The paper presents the combination of a mixed-dimensional thermo-poromechanical model and fracture propagation. We investigate the interaction between fluid flow, heat transport and rock deformation and the complex interplay between these processes and fracture deformation and propagation. Simulations of subsurface applications demonstrate how both forced and natural convection may result in thermal stresses which in turn cause fracture propagation.

Journal article: A fully coupled numerical model of thermo-hydro-mechanical processes and fracture contact mechanics in porous media

We present a model for thermo-hydromechanical processes in fractured porous media with explicit representation of both porous medium and fractures. We supplement balance equations for mass, energy, momentum and tractions by fracture contact mechanics relations and constitutive laws to yield a fully coupled mixed-dimensional model. Simulations include stimulation and long-term cooling of a geothermal reservoir, exploring the complex interaction between the thermo-hydromechanical processes and fracture deformation.

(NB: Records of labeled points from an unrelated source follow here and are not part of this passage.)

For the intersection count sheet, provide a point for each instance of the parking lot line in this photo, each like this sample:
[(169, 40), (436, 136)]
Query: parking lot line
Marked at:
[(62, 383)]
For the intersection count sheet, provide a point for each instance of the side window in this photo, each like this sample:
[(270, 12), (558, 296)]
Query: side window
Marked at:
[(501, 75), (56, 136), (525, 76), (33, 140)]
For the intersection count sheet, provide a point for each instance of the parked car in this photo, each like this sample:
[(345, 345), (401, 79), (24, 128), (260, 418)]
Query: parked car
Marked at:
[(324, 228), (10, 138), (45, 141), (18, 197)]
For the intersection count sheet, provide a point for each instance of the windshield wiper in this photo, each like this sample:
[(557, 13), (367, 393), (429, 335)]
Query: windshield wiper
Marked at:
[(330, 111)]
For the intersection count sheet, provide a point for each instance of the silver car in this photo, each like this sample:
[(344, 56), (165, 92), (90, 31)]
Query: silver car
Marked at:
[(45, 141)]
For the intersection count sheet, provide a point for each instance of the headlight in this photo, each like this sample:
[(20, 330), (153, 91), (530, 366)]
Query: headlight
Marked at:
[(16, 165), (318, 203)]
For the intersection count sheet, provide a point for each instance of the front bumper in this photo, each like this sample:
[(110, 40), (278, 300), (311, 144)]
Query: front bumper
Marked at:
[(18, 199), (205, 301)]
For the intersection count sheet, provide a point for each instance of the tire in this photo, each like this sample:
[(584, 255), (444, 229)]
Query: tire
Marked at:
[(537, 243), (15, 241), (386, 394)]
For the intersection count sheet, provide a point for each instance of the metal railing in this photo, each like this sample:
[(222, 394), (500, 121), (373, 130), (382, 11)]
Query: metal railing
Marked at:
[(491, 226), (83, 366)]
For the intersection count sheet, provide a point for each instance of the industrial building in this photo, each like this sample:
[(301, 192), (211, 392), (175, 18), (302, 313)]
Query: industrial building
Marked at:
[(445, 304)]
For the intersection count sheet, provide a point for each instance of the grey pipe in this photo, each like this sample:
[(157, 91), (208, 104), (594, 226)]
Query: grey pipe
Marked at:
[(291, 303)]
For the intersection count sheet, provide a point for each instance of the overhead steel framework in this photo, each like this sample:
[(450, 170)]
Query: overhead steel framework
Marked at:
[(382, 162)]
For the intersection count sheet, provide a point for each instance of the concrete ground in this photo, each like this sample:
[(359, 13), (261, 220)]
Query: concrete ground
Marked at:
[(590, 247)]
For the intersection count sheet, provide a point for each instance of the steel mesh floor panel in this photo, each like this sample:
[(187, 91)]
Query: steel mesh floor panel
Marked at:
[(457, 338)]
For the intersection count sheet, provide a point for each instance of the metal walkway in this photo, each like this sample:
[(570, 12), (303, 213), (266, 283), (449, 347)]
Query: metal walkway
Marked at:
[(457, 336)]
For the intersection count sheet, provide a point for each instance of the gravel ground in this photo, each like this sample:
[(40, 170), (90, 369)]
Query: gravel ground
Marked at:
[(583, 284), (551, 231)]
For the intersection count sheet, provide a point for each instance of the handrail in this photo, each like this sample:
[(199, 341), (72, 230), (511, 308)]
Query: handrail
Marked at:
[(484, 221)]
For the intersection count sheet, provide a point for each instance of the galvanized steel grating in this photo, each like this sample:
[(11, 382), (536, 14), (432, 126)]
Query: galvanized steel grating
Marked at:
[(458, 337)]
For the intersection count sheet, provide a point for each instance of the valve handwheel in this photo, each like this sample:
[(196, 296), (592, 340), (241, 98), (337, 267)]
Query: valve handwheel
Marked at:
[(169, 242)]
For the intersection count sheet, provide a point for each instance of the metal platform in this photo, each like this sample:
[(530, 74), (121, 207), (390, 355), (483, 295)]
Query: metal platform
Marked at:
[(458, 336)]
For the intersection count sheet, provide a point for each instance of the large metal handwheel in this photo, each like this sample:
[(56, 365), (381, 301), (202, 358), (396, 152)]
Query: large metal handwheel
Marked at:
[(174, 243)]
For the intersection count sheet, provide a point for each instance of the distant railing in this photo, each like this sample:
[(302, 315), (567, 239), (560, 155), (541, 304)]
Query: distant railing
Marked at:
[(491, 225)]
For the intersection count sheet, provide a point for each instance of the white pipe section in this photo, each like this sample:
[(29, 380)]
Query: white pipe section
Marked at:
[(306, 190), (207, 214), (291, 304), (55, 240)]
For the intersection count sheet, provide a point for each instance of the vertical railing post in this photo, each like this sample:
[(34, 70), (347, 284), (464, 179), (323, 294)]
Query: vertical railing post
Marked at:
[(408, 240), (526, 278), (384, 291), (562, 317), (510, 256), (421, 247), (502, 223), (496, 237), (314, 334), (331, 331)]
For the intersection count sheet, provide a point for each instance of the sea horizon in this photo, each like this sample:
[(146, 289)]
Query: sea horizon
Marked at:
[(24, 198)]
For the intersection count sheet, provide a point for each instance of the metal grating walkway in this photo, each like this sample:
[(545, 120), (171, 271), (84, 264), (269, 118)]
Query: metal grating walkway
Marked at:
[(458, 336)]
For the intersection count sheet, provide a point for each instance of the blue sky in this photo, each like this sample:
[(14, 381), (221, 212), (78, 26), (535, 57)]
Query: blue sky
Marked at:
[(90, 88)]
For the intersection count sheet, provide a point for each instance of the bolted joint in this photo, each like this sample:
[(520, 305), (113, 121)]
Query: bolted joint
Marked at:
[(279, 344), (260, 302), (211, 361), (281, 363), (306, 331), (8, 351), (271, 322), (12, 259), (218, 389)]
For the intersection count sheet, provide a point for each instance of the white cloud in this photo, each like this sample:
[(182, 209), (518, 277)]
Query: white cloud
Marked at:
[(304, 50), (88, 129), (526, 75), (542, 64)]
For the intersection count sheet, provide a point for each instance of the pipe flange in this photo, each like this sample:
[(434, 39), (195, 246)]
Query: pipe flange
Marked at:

Journal article: Hydro-mechanical simulation and analysis of induced seismicity for a hydraulic stimulation test at the Reykjanes geothermal field, Iceland

The combination of seismic analysis with advanced physics-based simulation provides an opportunity to further understand injection-induced fault reactivation, including the hydro-mechanical interplay between different faults and the rock where they reside. Here, this is investigated based on data from hydraulic stimulation of a well at the Reykjanes geothermal field. Central is the development of an interdisciplinary framework for integration of different data types towards a 3D, hydro-mechanical and faulted geothermal reservoir simulation model. This work shows how seismic interpretations can improve simulation models and, reciprocally, how fully coupled physics-based modeling can add to seismic interpretations in analysis of fault reactivation.